Authored by bin.narwal on Aug 30 2019, 8:17 AM.

Details

Summary

Hi,

Function joinOrderedInstructions merges instructions when a leader is encountered twice.
It also notices that leaders in SeenLeaders may lose their leadership in previous merging,
and tries to handle the case using following code:

Instruction *PrevLeader = UnionFind.getLeaderValue(SeenLeaders.back());

However, this is wrong because it always gets leader for the last element of SeenLeaders,
and I believe it's wrong even we get leader for Prev here. As a result, Statements in cases
like the one in patch aren't merged as expected. After investigation, I believe it's
unnecessary to get leader instruction at all. This is based on fact: Although leaders in
SeenLeaders could lose leadership, they only lose to others in SeenLeaders, in other words,
one existing leader will be chosen as new leader of merged equivalent statements.

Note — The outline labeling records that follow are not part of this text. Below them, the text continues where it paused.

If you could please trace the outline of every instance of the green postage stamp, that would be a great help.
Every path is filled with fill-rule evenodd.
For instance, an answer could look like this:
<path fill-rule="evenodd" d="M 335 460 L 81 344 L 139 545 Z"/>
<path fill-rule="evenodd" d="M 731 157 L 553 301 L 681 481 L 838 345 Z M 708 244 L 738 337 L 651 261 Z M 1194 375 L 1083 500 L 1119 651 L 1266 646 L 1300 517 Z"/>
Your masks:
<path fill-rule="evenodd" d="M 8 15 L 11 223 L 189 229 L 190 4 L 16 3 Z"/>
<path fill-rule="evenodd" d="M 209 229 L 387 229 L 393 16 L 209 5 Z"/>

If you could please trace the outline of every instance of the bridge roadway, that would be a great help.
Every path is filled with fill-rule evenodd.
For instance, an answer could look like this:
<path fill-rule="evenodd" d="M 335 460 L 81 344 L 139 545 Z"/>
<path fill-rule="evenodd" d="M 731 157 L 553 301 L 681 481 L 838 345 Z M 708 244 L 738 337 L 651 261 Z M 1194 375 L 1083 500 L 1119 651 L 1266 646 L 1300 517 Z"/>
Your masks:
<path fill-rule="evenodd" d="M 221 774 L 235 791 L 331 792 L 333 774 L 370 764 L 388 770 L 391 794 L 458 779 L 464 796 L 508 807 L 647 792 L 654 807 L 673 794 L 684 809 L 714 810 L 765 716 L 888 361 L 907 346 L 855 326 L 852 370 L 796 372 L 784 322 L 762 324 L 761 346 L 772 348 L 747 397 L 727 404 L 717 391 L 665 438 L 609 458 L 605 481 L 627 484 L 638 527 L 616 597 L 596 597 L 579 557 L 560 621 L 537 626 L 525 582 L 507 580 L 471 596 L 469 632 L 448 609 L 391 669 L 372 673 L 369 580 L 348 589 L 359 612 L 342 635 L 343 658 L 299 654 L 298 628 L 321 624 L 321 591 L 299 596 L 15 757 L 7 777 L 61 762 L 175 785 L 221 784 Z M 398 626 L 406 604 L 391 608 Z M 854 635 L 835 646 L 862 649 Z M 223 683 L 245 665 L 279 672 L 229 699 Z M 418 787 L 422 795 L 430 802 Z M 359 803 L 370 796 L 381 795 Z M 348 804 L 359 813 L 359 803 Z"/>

We can
take advantage of this and simply check if current leader equals to Prev and break merging
if it does.
The patch also adds a new test. Any comments?

Thanks,

Diff Detail

Event Timeline

bin.narwal created this revision.Aug 30 2019, 8:17 AM

Thank you for the find. Indeed the name of PrevLeader suggests it to be the leader of Prev. It's leader should be identical to leader to the last element of SeenLeaders, but only before the first unionSet operation. Then the tail ("B") has been merged into Inst's leader "A", making the condition a tautology. That's definitely wrong!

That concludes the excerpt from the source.